Run Word Count Java Mapreduce Program in Hadoop
In This Article, we'll discuss Run Word Count Java Mapreduce Program in Hadoop
How to create Jar file for Wordcount using eclipse IDE for Java.
1:- Create a Java project in Eclipse with name “WordCount”
2:- Create a class file named “WordCount.java” in src folder.
3:- Download hadoop-core.jar and hadoop-commons.jar.

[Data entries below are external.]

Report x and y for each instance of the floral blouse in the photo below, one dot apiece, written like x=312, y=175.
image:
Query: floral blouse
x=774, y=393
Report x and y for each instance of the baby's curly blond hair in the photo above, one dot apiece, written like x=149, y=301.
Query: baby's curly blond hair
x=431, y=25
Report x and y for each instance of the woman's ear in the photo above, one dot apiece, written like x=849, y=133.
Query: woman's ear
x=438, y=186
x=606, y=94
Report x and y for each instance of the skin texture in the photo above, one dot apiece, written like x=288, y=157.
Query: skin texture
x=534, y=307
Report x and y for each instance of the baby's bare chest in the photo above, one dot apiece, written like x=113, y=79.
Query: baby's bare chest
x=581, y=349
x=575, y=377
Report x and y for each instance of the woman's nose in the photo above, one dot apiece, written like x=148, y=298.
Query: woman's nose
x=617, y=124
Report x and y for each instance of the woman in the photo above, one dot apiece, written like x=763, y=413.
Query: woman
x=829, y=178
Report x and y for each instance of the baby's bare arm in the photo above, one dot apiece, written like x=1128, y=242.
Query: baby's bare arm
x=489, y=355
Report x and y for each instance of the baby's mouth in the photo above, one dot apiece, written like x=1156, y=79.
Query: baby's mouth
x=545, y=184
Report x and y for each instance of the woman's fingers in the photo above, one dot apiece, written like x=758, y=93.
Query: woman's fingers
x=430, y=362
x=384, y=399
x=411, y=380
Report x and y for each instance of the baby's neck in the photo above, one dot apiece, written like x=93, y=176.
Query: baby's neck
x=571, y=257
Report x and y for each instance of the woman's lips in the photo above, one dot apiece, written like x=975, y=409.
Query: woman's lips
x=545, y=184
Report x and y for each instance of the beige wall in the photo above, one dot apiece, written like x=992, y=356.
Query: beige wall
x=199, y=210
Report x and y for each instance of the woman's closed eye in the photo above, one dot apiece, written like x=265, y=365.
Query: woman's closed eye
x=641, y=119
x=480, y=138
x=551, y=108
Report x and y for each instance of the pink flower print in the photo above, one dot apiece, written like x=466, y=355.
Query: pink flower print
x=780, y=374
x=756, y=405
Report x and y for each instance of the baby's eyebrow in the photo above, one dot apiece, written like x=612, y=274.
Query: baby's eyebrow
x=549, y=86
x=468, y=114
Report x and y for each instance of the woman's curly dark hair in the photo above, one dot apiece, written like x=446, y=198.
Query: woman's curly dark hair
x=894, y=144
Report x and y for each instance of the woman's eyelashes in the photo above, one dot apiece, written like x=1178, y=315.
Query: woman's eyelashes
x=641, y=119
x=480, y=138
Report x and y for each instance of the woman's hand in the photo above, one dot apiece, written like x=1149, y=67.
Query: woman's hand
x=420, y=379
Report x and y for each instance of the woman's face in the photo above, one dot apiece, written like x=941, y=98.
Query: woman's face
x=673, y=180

4:-Right click on “WordCount” project -> Click on properties ->; Click on “;Java Build Path”-> Click on tab – “Libraries” -> Add External jars
5:-Select hadoop-core.jar. Click Apply and Close
6:- Add "Mapper", "Reducer" and "Driver" code to WordCount.java
import java.io.IOException;
import java.io.InvalidObjectException;
import java.util.StringTokenizer;
import java.util.Iterator;
import org.apache.hadoop.conf.Configuration;
import org.apache.hadoop.fs.Path;
import org.apache.hadoop.io.IntWritable;
import org.apache.hadoop.io.Text;
import org.apache.hadoop.mapreduce.Job;
import org.apache.hadoop.mapreduce.Mapper;
import org.apache.hadoop.mapreduce.Reducer;
import org.apache.hadoop.mapreduce.lib.input.FileInputFormat;
import org.apache.hadoop.mapreduce.lib.output.FileOutputFormat;
public class WordCountDemo
{
public static class TokenizerMapper
extends Mapper<Object, Text, Text, IntWritable>
{
private final static IntWritable one = new IntWritable(1); private Text word = new Text();
public void map(Object key, Text value, Context context) throws IOException, InterruptedException
{
StringTokenizer itr = new StringTokenizer(value.toString());
while (itr.hasMoreTokens())
{
word.set(itr.nextToken());
context.write(word, one);
}
}
}
public static class IntSumReducer
extends Reducer<Text,IntWritable,Text,IntWritable>
{
private IntWritable result = new IntWritable();
public void reduce(Text key, Iterable<IntWritable> values, Context context) throws IOException, InterruptedException
{
int sum = 0;
for (IntWritable val : values)
{
sum += val.get();
}
result.set(sum); context.write(key, result);
}
}
public static void main(String[] args) throws Exception
{
Configuration conf = new Configuration(); conf job = new conf();
//Job job = Job.getInstance(conf, "word count"); job.setJarByClass(WordCountDemo.class); job.setMapperClass(TokenizerMapper.class); job.setCombinerClass(IntSumReducer.class); job.setReducerClass(IntSumReducer.class); job.setOutputKeyClass(Text.class); job.setOutputValueClass(IntWritable.class); FileInputFormat.addInputPath(job, new Path(args[0])); FileOutputFormat.setOutputPath(job, new Path(args[1])); System.exit(job.waitForCompletion(true) ? 0 : 1);
}
}
7:-Compile the project.
8:- Right click on project -> Export -> Jar -> Add location and name of jar.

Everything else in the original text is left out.